Using the image crate, the scanner can be used as follows:

use image::io::Reader as ImageReader;

let (mut scanner, buffer) = {
    let img = ImageReader::open("assets/photo.png")
        .unwrap()
        .decode()
        .unwrap();
    let (width, height) = (img.width() as usize, img.height() as usize);
    let buffer = img.into_rgb8().into_raw();
    (Scanner::new(width, height), buffer)
};

let topcodes = scanner
    .scan(&buffer, |buffer, index| {
        (
            buffer[index * 3] as u32,
            buffer[index * 3 + 1] as u32,
            buffer[index * 3 + 2] as u32,
        )
    });

You are free to use any abstraction as long as you can provide the scanner with a reference to the raw image buffer (currently assumes an RGB [u8] slice).

Demo

An example using this library in WASM can be found in the topcodes-wasm-rs repository.

Thresholding

For a peak into how the scanner works, we start with an image such as the following:

It runs the thresholding algorithm which produces the following data in the alpha channel (visualized as a greyscale image):

Scanning

After the thresholding, TopCodes are determined from this black and white map.
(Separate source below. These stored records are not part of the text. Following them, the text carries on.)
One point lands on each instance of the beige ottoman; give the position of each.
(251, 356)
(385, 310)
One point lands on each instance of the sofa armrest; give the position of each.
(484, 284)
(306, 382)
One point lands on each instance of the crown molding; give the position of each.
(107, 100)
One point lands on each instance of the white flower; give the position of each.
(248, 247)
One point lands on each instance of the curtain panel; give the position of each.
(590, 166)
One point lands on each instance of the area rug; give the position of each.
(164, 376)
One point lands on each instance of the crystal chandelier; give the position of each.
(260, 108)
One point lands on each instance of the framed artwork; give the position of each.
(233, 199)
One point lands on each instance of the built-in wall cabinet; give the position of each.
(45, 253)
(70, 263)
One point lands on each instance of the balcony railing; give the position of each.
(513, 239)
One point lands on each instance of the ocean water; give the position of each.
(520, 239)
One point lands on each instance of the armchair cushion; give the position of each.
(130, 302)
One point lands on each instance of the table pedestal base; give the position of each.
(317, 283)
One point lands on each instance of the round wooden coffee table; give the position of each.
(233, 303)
First the candidate TopCode is ensured not to overlap existing TopCodes (opportunity for a BVH or similar data structure to determine collisions quickly), then unit size (width of ring) is determined, and finally the actual code is determined. There is a checksum to ensure that the code's number of 1's bits is equal to five to reduce the number of valid TopCodes (and thus decrease the error rate).

Performance

The benchmark below uses the assets/photo.png image and is performed on a computer with the following specs:

CPU: Intel Core i7-9700K @ 3.60 GHz RAM: 16.0 GB

While performance benchmarks aren't entirely reliable, this will help with development moving forward as I don't want to regress accuracy or performance for an improved API.

Density function

Average iteration time

Plans

The goal of this package is to be as agnostic of the platform as possible. All dependencies that are not explicitly required will be feature-gated to ensure that the default dependencies of this project are as close to zero as possible. Ideally, this version of the project should be able to run on most/all platforms that are supported by Rust out of the box.

I plan to create a separate repository for providing a dynamic library from this source, so that it can be pulled in from other languages, as well.